VOLUME 30, NUMBER 12 THURSDAY, NOVEMBER 12, 1998
ReporterObituaries

Obituaries

send this article to a friend Rita J. Boucher, 64, former nursing-school professor and administrator

A Mass of Christian Burial was held in Our Lady Queen of Martyrs Catholic Church, Woonsocket, R.I., on Nov. 4 for Rita J. Boucher, former nursing-school instructor and administrator at UB, who died Oct. 31 in her home in North Smithfield, R.I. She was 64.

Boucher, an associate professor of adult health nursing at UB from 1970-77, also served as acting chair of the Department of Graduate Nurse Education. She was actively involved in establishing the university's rehabilitation-nursing program.

The author of "Primary Care: Readings and Guidelines," published in 1976, she was a project director for a primary-care program funded by the U.S. Department of Health, Education and Welfare. She was a consultant on nursing manuscripts for the Archives of Physical Medicine and Rehabilitation.

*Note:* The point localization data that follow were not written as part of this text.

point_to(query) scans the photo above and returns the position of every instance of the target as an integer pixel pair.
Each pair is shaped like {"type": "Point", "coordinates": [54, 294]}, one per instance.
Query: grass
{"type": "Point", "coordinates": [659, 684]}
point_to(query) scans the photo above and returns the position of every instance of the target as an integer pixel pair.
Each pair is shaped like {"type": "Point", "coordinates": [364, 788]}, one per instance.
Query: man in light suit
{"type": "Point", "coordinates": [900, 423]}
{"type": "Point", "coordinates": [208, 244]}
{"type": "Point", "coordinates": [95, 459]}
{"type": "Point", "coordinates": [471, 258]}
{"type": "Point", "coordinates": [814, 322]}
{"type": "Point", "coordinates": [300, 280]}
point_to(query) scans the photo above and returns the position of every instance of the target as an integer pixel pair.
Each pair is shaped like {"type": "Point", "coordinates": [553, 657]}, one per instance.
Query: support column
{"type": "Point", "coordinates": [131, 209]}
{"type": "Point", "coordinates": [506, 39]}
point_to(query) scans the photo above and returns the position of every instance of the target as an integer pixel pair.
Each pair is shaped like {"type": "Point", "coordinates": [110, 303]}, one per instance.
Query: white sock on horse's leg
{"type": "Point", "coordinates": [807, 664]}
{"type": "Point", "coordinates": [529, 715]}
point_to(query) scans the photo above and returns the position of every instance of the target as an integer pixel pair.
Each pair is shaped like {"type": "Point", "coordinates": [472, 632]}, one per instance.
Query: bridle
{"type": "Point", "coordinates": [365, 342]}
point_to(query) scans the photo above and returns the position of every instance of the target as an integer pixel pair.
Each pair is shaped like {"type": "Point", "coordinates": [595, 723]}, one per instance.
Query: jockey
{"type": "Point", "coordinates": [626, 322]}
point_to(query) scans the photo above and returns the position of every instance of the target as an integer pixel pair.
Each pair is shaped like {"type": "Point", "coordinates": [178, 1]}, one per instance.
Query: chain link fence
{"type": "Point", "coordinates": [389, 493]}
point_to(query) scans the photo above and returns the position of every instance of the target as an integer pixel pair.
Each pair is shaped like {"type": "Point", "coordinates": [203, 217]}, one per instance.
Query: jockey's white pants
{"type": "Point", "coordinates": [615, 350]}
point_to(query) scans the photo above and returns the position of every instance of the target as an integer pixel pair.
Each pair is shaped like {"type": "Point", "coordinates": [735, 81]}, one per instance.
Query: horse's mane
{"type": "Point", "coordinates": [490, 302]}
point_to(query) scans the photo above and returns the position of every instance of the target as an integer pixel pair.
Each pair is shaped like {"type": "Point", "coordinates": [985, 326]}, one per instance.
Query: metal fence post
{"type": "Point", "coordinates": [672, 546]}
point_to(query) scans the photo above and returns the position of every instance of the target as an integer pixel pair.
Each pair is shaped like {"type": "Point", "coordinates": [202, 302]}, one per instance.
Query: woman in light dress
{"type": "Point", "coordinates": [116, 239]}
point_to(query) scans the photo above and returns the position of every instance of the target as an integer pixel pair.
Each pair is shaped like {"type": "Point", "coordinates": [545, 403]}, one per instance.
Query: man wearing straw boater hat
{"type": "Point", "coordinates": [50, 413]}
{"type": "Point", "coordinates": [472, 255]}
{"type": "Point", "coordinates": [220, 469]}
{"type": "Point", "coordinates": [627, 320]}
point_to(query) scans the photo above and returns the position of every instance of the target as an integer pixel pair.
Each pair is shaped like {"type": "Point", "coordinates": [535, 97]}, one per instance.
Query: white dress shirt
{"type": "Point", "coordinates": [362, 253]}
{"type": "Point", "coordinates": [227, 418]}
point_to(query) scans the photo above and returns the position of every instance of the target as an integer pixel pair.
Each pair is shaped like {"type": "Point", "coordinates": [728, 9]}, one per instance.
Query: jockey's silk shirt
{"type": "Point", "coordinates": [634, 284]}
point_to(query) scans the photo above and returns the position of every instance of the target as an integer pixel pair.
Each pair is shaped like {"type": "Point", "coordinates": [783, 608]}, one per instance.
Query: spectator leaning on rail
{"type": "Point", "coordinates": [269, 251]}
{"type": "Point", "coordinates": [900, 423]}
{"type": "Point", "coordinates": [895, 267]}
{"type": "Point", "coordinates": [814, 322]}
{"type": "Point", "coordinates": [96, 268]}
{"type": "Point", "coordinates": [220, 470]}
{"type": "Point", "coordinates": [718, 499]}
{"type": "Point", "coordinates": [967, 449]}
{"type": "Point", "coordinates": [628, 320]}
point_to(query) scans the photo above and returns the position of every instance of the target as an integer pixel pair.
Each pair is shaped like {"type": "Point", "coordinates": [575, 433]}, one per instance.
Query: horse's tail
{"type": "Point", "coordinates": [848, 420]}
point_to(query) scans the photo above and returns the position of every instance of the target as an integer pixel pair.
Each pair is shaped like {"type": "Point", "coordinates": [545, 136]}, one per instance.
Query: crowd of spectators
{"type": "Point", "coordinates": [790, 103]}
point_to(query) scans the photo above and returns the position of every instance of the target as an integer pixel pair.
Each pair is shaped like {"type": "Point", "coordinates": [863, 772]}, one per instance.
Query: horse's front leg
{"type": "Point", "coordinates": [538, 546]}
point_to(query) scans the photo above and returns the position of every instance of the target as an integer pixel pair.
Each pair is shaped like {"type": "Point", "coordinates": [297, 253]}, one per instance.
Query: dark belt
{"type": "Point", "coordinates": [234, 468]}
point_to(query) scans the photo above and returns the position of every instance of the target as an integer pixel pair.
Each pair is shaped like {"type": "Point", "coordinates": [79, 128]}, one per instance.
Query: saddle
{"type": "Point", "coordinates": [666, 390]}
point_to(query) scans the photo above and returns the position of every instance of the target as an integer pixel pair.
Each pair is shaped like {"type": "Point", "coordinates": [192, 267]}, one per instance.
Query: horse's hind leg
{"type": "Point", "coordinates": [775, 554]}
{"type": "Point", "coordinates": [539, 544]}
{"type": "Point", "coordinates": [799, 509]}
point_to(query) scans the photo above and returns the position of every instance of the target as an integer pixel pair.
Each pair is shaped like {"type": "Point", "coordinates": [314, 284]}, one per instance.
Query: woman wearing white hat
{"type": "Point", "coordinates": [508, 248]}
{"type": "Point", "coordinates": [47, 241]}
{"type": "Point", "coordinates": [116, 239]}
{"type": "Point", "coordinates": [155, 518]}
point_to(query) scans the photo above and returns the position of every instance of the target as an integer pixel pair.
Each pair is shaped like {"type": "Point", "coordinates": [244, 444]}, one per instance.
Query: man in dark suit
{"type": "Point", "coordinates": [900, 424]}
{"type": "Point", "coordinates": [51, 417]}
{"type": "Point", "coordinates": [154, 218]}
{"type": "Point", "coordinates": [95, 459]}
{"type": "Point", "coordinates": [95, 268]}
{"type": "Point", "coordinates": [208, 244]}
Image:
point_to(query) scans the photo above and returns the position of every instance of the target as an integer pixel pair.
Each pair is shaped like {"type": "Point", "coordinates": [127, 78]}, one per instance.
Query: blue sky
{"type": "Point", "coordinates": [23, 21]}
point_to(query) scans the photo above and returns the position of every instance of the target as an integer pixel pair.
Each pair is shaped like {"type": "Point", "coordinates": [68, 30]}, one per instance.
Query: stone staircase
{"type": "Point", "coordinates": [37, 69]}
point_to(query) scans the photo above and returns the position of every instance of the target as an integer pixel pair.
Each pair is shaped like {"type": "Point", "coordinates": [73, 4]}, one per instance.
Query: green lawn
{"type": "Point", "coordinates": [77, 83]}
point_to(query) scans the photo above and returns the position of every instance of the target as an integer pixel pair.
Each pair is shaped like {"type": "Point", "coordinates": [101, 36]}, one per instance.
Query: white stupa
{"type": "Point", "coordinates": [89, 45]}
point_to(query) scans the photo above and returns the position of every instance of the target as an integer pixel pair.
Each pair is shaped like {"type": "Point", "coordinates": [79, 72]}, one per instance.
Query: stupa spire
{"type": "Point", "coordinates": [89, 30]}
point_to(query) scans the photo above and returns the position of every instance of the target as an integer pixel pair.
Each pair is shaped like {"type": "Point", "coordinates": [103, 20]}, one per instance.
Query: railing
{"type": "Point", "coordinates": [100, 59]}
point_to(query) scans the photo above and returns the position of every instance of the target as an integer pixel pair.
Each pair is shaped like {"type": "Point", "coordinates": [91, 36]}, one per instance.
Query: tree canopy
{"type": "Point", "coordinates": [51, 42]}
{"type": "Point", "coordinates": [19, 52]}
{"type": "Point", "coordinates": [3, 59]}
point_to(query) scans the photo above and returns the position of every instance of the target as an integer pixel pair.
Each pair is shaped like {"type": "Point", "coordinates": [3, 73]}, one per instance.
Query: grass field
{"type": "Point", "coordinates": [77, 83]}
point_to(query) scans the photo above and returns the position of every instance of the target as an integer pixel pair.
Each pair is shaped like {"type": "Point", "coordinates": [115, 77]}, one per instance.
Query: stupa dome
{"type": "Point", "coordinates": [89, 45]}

She received her bachelor's degree in nursing from Salve Regina College, Newport, R.I., and a master's degree in medical/surgical nursing and a doctorate in educational administration and supervision from Boston University.

In 1977, she left UB to become assistant dean of the University of Rhode Island College of Nursing, then went to Emmanuel College of Boston, where she established a baccalaureate nursing program. Following her retirement in 1985, she served as an education and administrative consultant.

Peter Heller, 78, retired professor of German and comparative literature and chair

Peter Heller, 78, a professor of German and comparative literature who had served as chair of the old Department of German and Slavic Languages and as acting chair of the Department of Modern Languages and Literatures, died Nov. 7 in his Williamsville home after a long illness. Heller, a scholar, writer and poet, retired in 1991.

Heller directed several National Endowment for the Humanities summer seminars for college and secondary school teachers at UB and served as vice president of the Society for Contemporary American Literature in German. He was a founding member of the interdisciplinary Graduate Group in Modern German Studies. During his career, he received several NEH and Guggenheim grants.

He recently published an account of his childhood analysis with Anna Freud. His books on German literature and philosophy include Dialectics and Nihilism, Essays on Lessing, Nietzsche, Mann and Kafka and Studies on Nietzsche.

Throughout his life, he wrote and published poetry and fiction in German and English. A Festschrift in his honor, Crisis and Culture in Post-Enlightenment Germany, appeared in 1993.

Heller earned a licentiate of music and a bachelor of arts degree from McGill University and master's and doctoral degrees in German and comparative literature from Columbia University. He had taught at the University of Massachusetts for 14 years before coming to UB in 1968.

He is survived by a son, Stephen; four daughters, Anne of Cambridge, Mass.; Joan Humphreys of Ashville, N.C.; Vivian of Red Hook and Eve; a brother, Marc, of Cooperstown; and six grandchildren.

Luis Mosovich, 72, former associate professor of pediatrics

Funeral services were held Tuesday in Delaware Park Memorial Chapel for Luis Mosovich, 72, retired pediatric director of the intensive care unit at Children's Hospital and an associate professor of pediatrics at UB. Mosovich died unexpectedly Nov. 7 in his home in Buffalo.

Mosovich, a native of Argentina who received his undergraduate and medical degrees from the University of Cordova, Argentina, joined the staff of Children's Hospital in 1956. He specialized in the treatment of children with diabetes and cystic fibrosis before becoming director of the intensive-care unit. He retired in 1991.

Survivors include his wife, Gloria; a son, Jonathan; a daughter, Lida; and a brother, James, of Buenos Aires.